IT can also help predict service disruptions: for example, when a device must be taken down for maintenance. One major European telco sought a way to warn customers in advance of any service interruptions to maintain customer service agreements. Its previous impact analysis system involved extensive manual work on spreadsheets, which was costly and error-prone. However, by switching to graph data platforms, the organisation made faster queries, a custom visualisation module, and conducted more complex root cause analysis.
In a highly competitive market where innovation is critical, undertaking rapid proof-of-concept and deploying new features and services is vital. With graphs, telcos can prototype faster with data models that reflect real-world business models instead of relational databases.
Additionally, because graph data platforms make it simple to model real-life situations, it provides a better working foundation for key stakeholders who are not necessarily technical. This makes it much easier to get C-Suite buy-in for decisions and project sign-off.
One Asia-Pacific telco used graph data platforms to develop a unified database of every product and service with the relevant rules to ensure that appropriate services are bundled.
By mapping its commercial product line hierarchy in a graph, the telco has been able to greatly improve its business agility and IT responsiveness.
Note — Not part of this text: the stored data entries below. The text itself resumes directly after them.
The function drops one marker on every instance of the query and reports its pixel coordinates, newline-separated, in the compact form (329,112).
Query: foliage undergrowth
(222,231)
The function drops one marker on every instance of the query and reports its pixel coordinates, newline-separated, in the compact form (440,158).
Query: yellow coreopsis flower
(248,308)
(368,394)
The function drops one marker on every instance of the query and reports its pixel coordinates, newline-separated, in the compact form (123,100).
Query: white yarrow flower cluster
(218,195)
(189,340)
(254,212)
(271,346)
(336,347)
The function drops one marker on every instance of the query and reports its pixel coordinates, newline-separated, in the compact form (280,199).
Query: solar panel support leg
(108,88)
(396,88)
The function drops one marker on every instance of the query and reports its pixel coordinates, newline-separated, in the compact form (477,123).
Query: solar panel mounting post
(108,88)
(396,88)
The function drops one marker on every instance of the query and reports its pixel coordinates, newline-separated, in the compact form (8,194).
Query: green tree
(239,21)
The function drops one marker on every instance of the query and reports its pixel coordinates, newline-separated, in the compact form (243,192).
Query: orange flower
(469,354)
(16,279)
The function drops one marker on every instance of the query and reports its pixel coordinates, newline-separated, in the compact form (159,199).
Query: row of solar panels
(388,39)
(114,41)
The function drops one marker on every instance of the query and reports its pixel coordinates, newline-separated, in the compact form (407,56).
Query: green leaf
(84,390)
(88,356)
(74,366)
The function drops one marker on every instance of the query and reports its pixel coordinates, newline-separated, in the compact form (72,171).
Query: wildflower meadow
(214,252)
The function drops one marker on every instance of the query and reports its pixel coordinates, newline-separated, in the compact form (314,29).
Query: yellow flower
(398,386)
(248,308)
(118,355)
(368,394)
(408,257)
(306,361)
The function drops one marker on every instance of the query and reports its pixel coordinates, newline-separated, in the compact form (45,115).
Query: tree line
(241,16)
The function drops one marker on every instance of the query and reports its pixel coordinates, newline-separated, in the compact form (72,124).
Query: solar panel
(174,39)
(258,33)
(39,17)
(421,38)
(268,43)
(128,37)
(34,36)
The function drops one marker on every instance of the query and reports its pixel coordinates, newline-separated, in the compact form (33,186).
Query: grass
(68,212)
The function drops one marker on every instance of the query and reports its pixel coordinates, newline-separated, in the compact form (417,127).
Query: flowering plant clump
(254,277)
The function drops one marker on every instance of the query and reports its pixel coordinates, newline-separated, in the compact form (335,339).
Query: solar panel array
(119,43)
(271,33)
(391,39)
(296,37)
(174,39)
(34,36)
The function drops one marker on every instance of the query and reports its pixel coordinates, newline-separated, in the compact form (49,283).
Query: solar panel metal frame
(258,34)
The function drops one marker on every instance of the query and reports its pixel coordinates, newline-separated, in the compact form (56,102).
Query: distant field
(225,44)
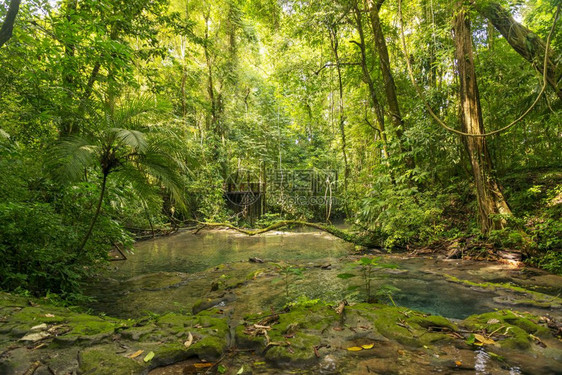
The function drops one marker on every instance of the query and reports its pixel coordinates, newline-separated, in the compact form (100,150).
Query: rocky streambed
(258,312)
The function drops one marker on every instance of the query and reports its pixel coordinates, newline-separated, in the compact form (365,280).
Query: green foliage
(288,274)
(38,251)
(550,261)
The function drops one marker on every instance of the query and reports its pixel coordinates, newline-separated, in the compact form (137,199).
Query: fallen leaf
(484,340)
(189,340)
(40,327)
(354,348)
(33,337)
(203,365)
(135,354)
(148,357)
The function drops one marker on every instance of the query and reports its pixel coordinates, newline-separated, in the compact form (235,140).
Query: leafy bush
(35,250)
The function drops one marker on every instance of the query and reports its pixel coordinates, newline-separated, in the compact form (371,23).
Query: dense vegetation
(124,114)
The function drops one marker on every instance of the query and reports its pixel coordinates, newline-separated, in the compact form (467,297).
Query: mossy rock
(174,322)
(517,328)
(316,317)
(403,325)
(248,341)
(299,353)
(210,347)
(102,360)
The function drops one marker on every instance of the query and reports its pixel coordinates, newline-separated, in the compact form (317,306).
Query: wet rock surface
(287,315)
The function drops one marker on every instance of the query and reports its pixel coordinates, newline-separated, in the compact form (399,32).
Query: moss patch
(512,330)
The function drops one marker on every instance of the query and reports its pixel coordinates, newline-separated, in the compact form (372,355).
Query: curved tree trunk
(384,59)
(491,201)
(526,43)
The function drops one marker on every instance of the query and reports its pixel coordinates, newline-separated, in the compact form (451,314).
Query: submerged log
(355,238)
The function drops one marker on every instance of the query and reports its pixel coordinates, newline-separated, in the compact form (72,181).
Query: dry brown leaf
(484,340)
(203,365)
(354,348)
(135,354)
(189,340)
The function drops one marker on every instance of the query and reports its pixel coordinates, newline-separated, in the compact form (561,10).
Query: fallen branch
(344,235)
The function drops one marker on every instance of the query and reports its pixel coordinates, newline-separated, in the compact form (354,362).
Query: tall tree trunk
(8,24)
(491,201)
(335,49)
(96,214)
(526,43)
(389,85)
(379,110)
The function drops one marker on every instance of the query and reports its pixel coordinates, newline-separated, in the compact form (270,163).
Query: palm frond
(68,159)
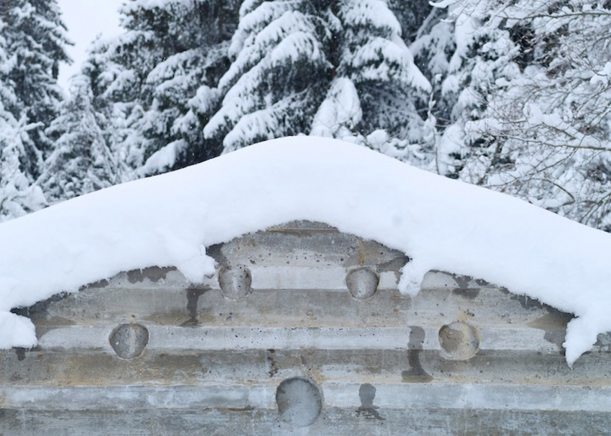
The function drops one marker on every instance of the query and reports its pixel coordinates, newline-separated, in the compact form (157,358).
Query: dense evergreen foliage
(32,44)
(514,97)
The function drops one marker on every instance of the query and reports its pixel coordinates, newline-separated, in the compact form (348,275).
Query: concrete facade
(301,331)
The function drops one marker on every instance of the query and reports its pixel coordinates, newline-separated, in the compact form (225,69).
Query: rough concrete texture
(301,331)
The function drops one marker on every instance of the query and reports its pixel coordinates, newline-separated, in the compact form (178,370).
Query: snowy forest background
(510,95)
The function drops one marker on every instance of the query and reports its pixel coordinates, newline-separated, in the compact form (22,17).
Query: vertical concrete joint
(235,282)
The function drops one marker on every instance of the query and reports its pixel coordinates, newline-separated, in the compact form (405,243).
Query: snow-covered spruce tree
(280,73)
(379,96)
(161,76)
(18,195)
(35,40)
(541,128)
(32,41)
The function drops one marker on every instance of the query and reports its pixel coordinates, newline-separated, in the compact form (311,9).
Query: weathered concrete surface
(301,331)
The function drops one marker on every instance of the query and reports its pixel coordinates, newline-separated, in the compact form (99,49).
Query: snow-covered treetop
(443,224)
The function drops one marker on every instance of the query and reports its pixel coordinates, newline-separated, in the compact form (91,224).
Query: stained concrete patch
(129,340)
(362,283)
(459,341)
(299,401)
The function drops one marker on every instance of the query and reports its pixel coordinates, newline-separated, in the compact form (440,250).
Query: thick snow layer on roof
(441,224)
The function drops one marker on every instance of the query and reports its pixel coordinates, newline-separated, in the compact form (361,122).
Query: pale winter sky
(86,19)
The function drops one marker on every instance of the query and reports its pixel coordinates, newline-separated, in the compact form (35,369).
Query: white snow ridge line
(440,223)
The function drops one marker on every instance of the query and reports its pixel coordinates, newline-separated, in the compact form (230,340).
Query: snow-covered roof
(439,223)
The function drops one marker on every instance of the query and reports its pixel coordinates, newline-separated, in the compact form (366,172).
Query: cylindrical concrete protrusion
(362,282)
(459,341)
(129,340)
(299,401)
(235,282)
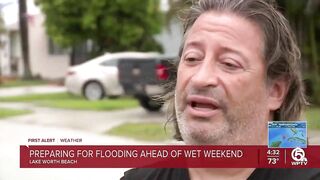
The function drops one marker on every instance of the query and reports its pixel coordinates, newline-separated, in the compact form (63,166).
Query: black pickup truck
(143,78)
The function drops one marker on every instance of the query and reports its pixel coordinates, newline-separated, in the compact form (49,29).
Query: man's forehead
(232,27)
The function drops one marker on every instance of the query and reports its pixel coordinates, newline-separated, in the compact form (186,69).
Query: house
(47,60)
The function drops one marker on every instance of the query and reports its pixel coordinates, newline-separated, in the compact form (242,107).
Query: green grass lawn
(313,118)
(68,101)
(143,131)
(18,83)
(5,112)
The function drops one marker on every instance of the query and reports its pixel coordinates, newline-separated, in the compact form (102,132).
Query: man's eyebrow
(192,43)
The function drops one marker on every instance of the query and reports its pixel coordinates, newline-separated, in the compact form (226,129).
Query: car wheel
(149,104)
(93,91)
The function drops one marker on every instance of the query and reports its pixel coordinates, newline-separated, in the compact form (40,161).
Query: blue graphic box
(287,134)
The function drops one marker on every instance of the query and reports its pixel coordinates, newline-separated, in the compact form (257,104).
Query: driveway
(40,89)
(90,126)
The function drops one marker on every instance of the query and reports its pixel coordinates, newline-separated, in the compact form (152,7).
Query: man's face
(221,94)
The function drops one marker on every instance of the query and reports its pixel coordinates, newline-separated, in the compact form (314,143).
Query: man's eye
(190,59)
(231,65)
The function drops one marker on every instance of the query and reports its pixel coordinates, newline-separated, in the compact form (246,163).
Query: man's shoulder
(275,174)
(155,174)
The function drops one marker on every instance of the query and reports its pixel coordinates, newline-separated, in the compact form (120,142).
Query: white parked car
(98,77)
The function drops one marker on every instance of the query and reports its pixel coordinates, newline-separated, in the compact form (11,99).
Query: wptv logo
(299,157)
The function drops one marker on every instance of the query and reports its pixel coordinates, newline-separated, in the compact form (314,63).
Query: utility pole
(2,31)
(23,21)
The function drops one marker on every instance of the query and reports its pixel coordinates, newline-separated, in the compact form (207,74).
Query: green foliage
(313,118)
(142,131)
(117,25)
(304,17)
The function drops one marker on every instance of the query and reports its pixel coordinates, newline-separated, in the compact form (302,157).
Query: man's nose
(207,75)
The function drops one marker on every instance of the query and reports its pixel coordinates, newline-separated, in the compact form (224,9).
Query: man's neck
(220,173)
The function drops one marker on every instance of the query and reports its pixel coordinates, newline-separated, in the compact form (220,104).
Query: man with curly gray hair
(238,68)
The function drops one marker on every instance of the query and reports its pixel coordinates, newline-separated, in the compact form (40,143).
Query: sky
(10,11)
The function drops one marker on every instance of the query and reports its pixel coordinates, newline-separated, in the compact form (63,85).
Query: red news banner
(168,157)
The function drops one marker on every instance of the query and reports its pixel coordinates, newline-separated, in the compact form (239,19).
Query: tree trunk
(23,21)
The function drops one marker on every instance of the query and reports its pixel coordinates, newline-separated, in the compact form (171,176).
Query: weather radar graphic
(287,134)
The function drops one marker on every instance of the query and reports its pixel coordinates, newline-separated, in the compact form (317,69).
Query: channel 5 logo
(298,155)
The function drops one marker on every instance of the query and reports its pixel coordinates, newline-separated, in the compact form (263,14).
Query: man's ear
(278,89)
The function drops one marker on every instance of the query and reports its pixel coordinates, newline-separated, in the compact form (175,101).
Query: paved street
(57,123)
(40,89)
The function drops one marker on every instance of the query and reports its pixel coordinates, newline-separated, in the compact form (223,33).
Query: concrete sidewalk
(40,89)
(12,135)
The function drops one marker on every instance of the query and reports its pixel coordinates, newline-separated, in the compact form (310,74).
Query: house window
(54,49)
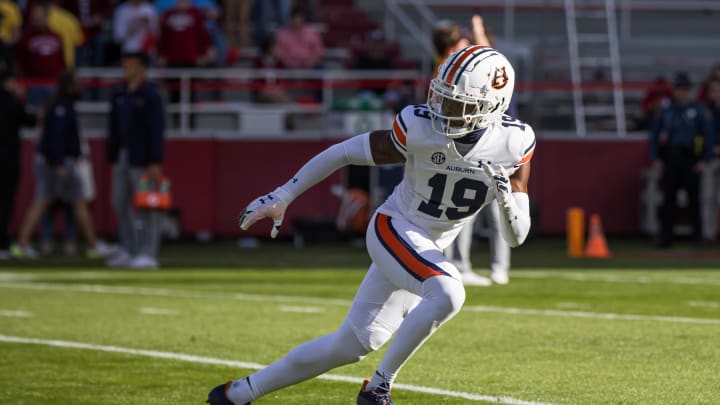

Graph data platforms have also helped optimise customer services by providing real-time info to floor salespeople.
Improved service assurance
Critical information is often siloed and may not be accessible to the person that needs it. By using graph databases, cross-domain dependencies with a single unified view of the infrastructure are easier to visualise.
This is starting to help service assurance, which previously had to rely on fragmented views of the network and services that were typically manually curated and often inaccurate.
Service assurance requires performance and predictability, such as monitoring real-time end-user experience for automated responses. As 5G and IoT add an exponential number of devices and data to networks, services need to automate — from provisioning a service to reacting to failure. All of these problems can be ‘graphed’.
Successful telcos are therefore embracing next-generation service assurance that leverages a comprehensive, real-time view of services and infrastructure with an eye on end-user experiences, new service creation and predictive modelling.
Graph data platforms provide telcos with massive performance improvements and agility benefits over relational databases, enabling new levels of performance and insight and helping them maintain a vital competitive edge in an ever-competitive market.